I encountered several new words in the book:
"The spring has its own self-made viriditas, unstitching the seams of the bathhouse..."  Greenness (or freshness/youthfulness), from the Latin viridis.  Cf verdant.

"Root harvest is the hardest work of the year, pleasurable in its finitude when the weather turns cold, and the reaping heavy and repetitive before the stoppage of all work and growth.  Our fingers crack as their moisture is sucked away by the dirt's thirst..."  The state of being finite; limitedness.  "Finitude is rather formal and used in philosophy, while finiteness is used in mathematics; however, infinitude is used in mathematics more than infiniteness. Less formal is to reword to use limited: “(the fact that) life is limited” rather than “the finitude of life.”"

"I go to my grandparents' house at night for my mom and her sister's birthday party.  Irish twins, born a little less than a year apart, they grew up celebrating together."  Either of a pair of siblings born less than 12 months apart, especially if born within the same calendar year or school year.  Term used in the nineteenth century to mock the fertility of Irish families, often used in a derogatory sense to imply loose morals. 


  1. Butchering for cheek meat ... that right there is food for thought, when the thought is about going vegan. An animal as smart or smarter than a dog, and we are eating it's cheeks, probably sautéed with shallots. Oh, I mean a pig, not a human.

  2. In New England and I imagine most farm communities across the country they wasted nothing that could be eaten or used for another purpose. Pigs were popular because have large litters, they eat anything, and grow fast. The only thing that escaped was the oink.

  3. "Irish twins, born a little less than a year apart"

    Never heard that term. My brother and I are 53 weeks apart, so I suppose were not Irish twins...

  4. The problem with books like this is that they're read by NPR types who enjoy a romanticized (or poetically gritty), fantasy version of where our food comes from. In this romantic and delusional state, these same consumers, who might be at the moral edge of change, remain dumb white affluent liberal foodies, disdaining plant-based diets and the whole arena of serious animal ethics. The vegan is the subject of mockery when vegans are much needed moral examples. It's all about hedonism and the preference for one flavor over another. The author's truth gets hijacked in a culture of rampant egoism. Other than that, probably a great book.

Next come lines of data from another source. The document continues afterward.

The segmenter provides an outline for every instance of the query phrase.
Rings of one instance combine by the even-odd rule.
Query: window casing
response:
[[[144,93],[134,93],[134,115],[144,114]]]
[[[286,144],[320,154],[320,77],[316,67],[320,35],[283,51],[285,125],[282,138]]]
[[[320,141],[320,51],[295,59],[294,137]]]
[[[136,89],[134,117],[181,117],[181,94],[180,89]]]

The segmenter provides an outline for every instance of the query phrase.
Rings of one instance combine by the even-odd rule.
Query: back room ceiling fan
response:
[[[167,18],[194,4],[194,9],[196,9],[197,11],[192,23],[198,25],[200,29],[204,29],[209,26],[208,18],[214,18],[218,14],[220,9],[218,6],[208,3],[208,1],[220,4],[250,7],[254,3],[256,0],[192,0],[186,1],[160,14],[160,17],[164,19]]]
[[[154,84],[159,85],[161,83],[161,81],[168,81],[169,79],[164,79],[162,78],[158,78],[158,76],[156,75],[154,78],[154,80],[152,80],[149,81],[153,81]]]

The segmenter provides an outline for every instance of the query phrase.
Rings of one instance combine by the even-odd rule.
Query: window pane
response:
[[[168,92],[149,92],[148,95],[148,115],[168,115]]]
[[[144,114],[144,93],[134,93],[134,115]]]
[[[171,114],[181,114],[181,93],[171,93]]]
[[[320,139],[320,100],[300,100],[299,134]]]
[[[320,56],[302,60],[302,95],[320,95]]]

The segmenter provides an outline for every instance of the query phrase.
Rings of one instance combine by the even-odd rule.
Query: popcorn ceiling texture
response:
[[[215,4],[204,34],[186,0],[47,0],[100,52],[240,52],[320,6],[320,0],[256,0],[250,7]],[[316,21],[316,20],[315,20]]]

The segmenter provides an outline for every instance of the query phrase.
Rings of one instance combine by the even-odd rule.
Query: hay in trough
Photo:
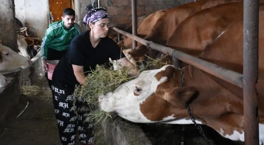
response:
[[[157,59],[154,59],[145,54],[145,56],[148,58],[151,61],[147,62],[147,65],[145,66],[143,64],[143,61],[146,61],[145,60],[141,61],[142,64],[140,66],[139,72],[141,73],[143,71],[147,70],[159,69],[161,68],[163,66],[168,64],[167,64],[167,62],[166,63],[161,62],[162,59],[168,55],[167,54],[162,57],[159,58]]]
[[[151,61],[147,62],[145,66],[141,66],[140,72],[148,70],[150,67],[154,69],[159,68],[162,65],[166,64],[160,62],[163,58],[156,60],[149,58]],[[95,70],[91,70],[91,73],[86,76],[87,85],[76,86],[74,94],[74,103],[77,100],[81,100],[87,102],[88,107],[92,108],[92,111],[86,114],[87,119],[91,118],[97,123],[102,119],[105,121],[116,116],[115,114],[105,112],[98,108],[98,98],[102,95],[113,92],[120,85],[135,79],[135,77],[132,77],[129,75],[130,70],[128,67],[115,70],[112,66],[107,67],[104,65],[97,65]],[[79,109],[77,108],[77,110]]]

  5. Are those moon flowers winding their way up the shovel? I grow those every year on the railing on my porch, but the flowers on mine are always white.

  6. Driving through Orleans county in Vermont, I see huge sheds surrounded by bright green fields of grass and others of corn. The sheds house dairy cows, who stay in there all year long. The fields are green from all the liquid manure sprayed on them - which makes for great yields of hay and silage, used to feed the shedded cows. The fields of corn are similar use - to grow corn for silage to feed the shed bound cows.

    The cows that I see in the fields are destined for the beef market. They stay in the fields all summer until early fall, when they are rounded up and sent to auctions.